Die soziale Ungleichheit, die in diesem Währungsdualismus sichtbar wird, führt zu Verbitterung in der Bevölkerung. Das zentrale Internet-Portal der Kommunistischen Partei, „CubaDebate“, hatte jüngst ihre Leser gefragt, wie sie die ersten Monate seit der Währungsreform erlebt haben. Die Rückmeldungen waren verheerend. Mehr als zwei Drittel der Befragten erklärten, auch die Anhebung der Löhne reiche angesichts der scharf steigenden Preise nicht zur Befriedigung ihrer Bedürfnisse. Und in den Kommentaren tauchte neben dem Mangel und den gestiegenen Lebenshaltungskosten immer wieder die Empörung darüber auf, dass die Dollar-Shops de facto die Kubaner in eine Zwei-Klassen-Gesellschaft teilen – und dass die einfachen Bezieher von Peso-Einkommen die Verlierer sind. Sicherlich, in den kapitalistischen Gesellschaften Lateinamerikas sind die sozialen Ungleichheiten sehr viel schärfer und tiefer in gesellschaftliche Strukturen eingeschrieben. In einem sozialistischen Staat aber berühren sie unmittelbar die Legitimation des politischen Modells.

Die Führung in Havanna wird auf dem Parteitag betonen, dass man Trump überstanden hat und dass man auch in der Folge gegen alle Versuche, einen politischen Systemwechsel herbeizuführen, energisch vorgehen wird. Aufbegehren von innen, wie zuletzt aus Künstlerkreisen um das „Movimiento San Isidro“, wird unweigerlich als von außen gesteuert und im Dienste des Imperialismus gesehen.

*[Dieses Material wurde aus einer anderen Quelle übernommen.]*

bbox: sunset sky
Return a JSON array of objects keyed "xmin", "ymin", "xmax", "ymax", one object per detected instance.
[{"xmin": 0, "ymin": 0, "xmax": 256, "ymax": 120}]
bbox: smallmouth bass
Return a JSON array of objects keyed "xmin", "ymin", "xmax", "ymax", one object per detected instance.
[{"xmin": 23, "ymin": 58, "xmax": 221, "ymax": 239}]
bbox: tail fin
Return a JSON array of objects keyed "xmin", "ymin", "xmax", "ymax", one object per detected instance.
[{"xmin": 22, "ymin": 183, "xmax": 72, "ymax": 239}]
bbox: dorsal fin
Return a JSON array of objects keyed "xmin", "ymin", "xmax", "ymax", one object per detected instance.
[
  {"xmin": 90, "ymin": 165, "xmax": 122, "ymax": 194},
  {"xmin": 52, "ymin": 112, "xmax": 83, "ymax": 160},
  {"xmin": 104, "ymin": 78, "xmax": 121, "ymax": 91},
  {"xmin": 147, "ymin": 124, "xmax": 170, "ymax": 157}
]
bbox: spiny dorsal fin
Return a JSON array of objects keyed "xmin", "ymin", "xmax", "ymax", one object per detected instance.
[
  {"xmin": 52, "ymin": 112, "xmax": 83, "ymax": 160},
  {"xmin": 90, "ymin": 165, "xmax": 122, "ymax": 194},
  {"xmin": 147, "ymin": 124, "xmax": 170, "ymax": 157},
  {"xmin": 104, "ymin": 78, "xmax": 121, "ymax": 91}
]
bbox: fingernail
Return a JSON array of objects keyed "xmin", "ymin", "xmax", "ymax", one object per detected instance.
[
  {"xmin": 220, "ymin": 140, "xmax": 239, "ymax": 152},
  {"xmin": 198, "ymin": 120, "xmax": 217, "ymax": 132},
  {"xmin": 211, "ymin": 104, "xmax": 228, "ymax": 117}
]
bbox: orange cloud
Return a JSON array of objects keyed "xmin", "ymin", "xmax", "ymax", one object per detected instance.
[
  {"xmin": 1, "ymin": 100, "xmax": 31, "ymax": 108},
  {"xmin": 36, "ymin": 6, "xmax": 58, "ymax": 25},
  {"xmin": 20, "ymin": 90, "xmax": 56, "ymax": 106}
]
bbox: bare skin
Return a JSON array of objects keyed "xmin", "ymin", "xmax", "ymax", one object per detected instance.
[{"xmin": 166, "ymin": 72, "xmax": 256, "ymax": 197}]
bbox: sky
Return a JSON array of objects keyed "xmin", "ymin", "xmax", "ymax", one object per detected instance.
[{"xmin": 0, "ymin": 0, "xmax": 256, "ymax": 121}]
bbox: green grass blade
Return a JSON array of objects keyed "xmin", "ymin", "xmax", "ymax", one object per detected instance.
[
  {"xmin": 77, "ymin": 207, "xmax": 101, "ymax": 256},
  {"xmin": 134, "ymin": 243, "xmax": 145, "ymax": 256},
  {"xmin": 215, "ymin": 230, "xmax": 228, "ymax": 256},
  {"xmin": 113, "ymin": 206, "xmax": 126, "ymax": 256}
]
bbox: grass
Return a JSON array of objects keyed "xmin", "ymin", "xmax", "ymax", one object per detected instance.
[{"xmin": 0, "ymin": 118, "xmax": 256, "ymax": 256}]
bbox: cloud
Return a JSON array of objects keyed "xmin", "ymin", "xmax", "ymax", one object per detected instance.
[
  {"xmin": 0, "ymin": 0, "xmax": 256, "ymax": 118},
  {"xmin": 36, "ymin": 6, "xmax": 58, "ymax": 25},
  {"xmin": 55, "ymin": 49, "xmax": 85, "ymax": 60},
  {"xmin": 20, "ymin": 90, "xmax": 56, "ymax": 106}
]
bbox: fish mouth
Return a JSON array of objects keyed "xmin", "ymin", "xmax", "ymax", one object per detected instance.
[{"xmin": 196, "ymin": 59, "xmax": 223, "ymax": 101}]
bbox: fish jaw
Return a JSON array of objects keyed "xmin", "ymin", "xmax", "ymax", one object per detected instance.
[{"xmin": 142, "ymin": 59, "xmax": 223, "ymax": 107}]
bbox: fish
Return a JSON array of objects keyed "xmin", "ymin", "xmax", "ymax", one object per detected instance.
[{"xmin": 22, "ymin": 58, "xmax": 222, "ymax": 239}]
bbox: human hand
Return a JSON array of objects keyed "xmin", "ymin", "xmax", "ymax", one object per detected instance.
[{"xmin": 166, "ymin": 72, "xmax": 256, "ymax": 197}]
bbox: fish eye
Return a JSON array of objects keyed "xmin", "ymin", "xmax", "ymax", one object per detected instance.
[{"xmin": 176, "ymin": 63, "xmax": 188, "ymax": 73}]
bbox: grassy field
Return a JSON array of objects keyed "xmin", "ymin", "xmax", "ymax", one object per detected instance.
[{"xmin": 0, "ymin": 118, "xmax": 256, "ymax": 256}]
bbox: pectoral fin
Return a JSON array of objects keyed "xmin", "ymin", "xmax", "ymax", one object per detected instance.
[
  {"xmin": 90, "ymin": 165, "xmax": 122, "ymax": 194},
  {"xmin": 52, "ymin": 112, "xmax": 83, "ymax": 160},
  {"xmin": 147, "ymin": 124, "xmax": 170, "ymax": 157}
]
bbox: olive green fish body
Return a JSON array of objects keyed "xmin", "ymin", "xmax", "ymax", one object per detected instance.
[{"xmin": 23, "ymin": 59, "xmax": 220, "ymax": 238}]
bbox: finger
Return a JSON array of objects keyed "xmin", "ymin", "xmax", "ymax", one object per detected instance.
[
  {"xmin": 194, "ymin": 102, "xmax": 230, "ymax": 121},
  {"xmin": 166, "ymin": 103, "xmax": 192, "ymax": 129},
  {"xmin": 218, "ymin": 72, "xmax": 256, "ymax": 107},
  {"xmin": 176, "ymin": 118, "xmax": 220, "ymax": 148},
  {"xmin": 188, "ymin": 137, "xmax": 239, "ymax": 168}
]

Der Strohhalm für Optimismus ist der COVID-19-Impfstoff, den Kuba entwickelt. In der Tat eine bemerkenswerte Leistung, die den hohen Stand des Bio-Medizin-Sektors zeigt. Zwei Impfstoffe sind in Phase 3-Versuchen mit Zehntausenden von Probanden, und vieles spricht dafür, dass Kuba ab Mitte des Jahres beginnen wird, mit eigenen Impfstoffen seine Bevölkerung zu impfen. Gleichwohl sind die Schwierigkeiten der Massenproduktion eines solchen Impfstoffs in Kuba nicht zu unterschätzen. Die Regierung hat vollmundig angekündigt, bis Jahresende 100 Millionen Impfdosen herzustellen, damit einen Exportschlager zu haben und Impf-Tourismus nach Kuba als neue Devisenquelle aufzutun. Es wäre nicht der erste Plan, der ambitionierter formuliert als erfüllt wird.

 

Ungewisser Ausblick

Der Abtritt Raúl Castros erfolgt in einer wirtschaftlich wie sozial ungemein angespannten Situation. Die „historische Generation“ mag sich zu Gute halten, dass sie nicht nur drei Jahrzehnte lang an der Seite der Sowjetunion den kubanischen Sozialismus aufgebaut hat, sondern dass sie ihn auch drei Jahrzehnte nach dem Zerfall der Sowjetunion aufrechterhalten hat. Aber gerade weil die Generation der „históricos“ es nicht geschafft hat, einen tragfähigen Reformkurs zu finden, übergibt sie nun ihren Nachfolgern ein Land in höchsten Nöten. Die nötigen Veränderungen müssen nun unter schlechtestmöglichen Bedingungen erfolgen. Und die historischen Führer haben in ihrer Kaderpolitik immer unbedingte Loyalität belohnt, nicht Eigeninitiative. Aufgestiegen sind in der Folge verlässliche Funktionäre, die gelernt haben, geschickt in den Strukturen von Partei und Staat zu manövrieren, aber nicht, Hoffnungsträger für die breite Bevölkerung zu werden.

Zum Ende der Ära Castro wird Kubas Parteitag Kontinuität beschwören. Dies kann aber nicht verdecken, dass ein Ende der Krise nicht absehbar ist – und die Ungewissheit über die künftige Entwicklung der Insel mit Händen zu greifen.